Optimization of Complete Rat Heart Decellularization Using Artificial Neural Networks

Whole organ decellularization techniques have facilitated the fabrication of extracellular matrices (ECMs) for engineering new organs. Unfortunately, there is no objective gold standard evaluation of the scaffold without applying a destructive method such as histological analysis or DNA removal quantification of the dry tissue. Our proposal is a software application using deep convolutional neural networks (DCNN) to distinguish between different stages of decellularization, determining the exact moment of completion. Hearts from male Sprague Dawley rats (n = 10) were decellularized using 1% sodium dodecyl sulfate (SDS) in a modified Langendorff device in the presence of an alternating rectangular electric field.

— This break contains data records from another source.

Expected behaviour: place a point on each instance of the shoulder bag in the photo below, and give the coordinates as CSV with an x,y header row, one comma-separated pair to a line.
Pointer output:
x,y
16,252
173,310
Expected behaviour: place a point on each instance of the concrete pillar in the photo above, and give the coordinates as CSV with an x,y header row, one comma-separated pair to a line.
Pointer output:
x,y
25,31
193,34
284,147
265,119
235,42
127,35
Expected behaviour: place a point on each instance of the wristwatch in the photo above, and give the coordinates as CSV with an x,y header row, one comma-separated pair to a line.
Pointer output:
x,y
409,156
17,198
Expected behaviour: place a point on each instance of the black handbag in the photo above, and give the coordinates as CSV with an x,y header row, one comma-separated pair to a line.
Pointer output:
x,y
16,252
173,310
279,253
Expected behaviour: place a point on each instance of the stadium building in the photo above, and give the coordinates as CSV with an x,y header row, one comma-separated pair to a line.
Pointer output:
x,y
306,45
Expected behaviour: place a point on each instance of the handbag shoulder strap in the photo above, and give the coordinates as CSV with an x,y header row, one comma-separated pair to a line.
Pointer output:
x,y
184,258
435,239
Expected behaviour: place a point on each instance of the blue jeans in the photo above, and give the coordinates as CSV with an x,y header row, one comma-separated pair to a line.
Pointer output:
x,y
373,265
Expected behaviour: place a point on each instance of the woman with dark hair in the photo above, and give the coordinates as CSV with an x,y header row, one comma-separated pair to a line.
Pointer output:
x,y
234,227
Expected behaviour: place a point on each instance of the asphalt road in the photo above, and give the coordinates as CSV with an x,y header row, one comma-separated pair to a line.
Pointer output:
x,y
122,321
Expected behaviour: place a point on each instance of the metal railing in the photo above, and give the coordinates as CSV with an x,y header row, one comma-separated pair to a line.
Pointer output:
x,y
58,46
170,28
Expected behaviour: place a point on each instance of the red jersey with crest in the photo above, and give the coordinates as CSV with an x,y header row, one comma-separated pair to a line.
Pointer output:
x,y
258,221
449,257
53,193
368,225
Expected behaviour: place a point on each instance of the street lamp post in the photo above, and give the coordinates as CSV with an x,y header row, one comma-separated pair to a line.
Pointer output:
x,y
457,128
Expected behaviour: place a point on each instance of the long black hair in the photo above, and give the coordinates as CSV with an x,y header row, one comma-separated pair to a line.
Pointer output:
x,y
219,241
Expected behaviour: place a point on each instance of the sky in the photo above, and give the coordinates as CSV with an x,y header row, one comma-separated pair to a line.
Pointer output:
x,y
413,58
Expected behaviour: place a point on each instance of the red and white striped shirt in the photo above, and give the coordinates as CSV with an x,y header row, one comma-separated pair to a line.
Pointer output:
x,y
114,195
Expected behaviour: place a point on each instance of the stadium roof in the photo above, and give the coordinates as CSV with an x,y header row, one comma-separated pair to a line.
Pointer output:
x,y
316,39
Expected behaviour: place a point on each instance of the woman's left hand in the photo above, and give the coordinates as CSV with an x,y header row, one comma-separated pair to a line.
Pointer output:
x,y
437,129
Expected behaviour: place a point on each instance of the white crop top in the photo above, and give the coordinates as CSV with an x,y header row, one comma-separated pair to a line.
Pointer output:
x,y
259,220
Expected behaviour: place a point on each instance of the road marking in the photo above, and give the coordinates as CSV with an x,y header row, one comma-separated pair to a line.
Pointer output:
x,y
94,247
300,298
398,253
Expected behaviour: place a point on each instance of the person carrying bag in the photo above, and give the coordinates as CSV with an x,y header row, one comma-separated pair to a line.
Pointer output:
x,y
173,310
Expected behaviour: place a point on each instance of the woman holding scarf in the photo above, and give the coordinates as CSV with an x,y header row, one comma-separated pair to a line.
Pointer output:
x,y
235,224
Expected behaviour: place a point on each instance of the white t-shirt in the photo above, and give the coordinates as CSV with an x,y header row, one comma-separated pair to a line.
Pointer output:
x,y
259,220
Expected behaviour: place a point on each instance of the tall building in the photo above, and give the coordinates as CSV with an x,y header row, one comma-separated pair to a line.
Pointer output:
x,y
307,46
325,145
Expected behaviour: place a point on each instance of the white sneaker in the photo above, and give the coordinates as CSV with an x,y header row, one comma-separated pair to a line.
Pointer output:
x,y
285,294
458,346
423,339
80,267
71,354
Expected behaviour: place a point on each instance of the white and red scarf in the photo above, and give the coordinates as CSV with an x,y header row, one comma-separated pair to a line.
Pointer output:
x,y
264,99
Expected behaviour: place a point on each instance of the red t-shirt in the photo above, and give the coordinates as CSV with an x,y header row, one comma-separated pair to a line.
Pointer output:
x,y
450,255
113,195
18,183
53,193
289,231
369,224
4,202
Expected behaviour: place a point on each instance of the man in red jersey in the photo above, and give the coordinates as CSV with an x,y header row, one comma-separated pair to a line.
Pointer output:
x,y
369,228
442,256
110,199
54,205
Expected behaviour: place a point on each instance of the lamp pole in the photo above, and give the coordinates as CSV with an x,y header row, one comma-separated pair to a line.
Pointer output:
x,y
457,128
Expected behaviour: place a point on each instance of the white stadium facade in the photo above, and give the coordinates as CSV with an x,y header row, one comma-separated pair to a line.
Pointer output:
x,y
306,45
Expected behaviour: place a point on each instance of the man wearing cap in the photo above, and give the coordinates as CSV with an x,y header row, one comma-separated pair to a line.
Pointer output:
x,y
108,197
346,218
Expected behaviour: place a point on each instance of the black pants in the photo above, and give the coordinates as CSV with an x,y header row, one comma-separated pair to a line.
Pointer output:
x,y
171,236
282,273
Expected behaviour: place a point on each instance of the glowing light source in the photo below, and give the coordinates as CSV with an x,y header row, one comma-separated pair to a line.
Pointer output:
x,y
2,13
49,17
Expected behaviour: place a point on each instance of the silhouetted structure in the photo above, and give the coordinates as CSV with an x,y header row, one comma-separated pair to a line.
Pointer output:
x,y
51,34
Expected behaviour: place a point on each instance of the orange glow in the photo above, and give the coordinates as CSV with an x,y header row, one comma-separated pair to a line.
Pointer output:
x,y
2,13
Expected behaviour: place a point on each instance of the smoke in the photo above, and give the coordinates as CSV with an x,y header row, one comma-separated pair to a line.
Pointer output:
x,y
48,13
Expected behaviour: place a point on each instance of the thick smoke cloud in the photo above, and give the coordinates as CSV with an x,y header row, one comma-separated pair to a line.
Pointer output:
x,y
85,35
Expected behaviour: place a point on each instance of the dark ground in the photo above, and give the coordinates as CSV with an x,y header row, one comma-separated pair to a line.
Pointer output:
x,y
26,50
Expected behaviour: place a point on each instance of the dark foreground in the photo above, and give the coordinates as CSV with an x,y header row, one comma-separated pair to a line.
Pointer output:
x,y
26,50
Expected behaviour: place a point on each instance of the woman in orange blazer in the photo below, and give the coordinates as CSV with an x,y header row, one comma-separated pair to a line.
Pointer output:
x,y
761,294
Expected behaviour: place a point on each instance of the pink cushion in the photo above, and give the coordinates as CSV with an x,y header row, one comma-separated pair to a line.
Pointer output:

Spectrophotometric measurements of deoxyribonucleic acid (DNA) and total proteins concentration from the decellularization solution were taken every 30 min. A monitoring system supervised the sessions, collecting a large number of photos saved in corresponding folders. This system aimed to prove a strong correlation between the data gathered by spectrophotometry and the state of the heart that could be visualized with an OpenCV-based spectrometer. A decellularization completion metric was built using a DCNN based classifier model trained using an image set comprising thousands of photos. Optimizing the decellularization process using a machine learning approach launches exponential progress in tissue bioengineering research.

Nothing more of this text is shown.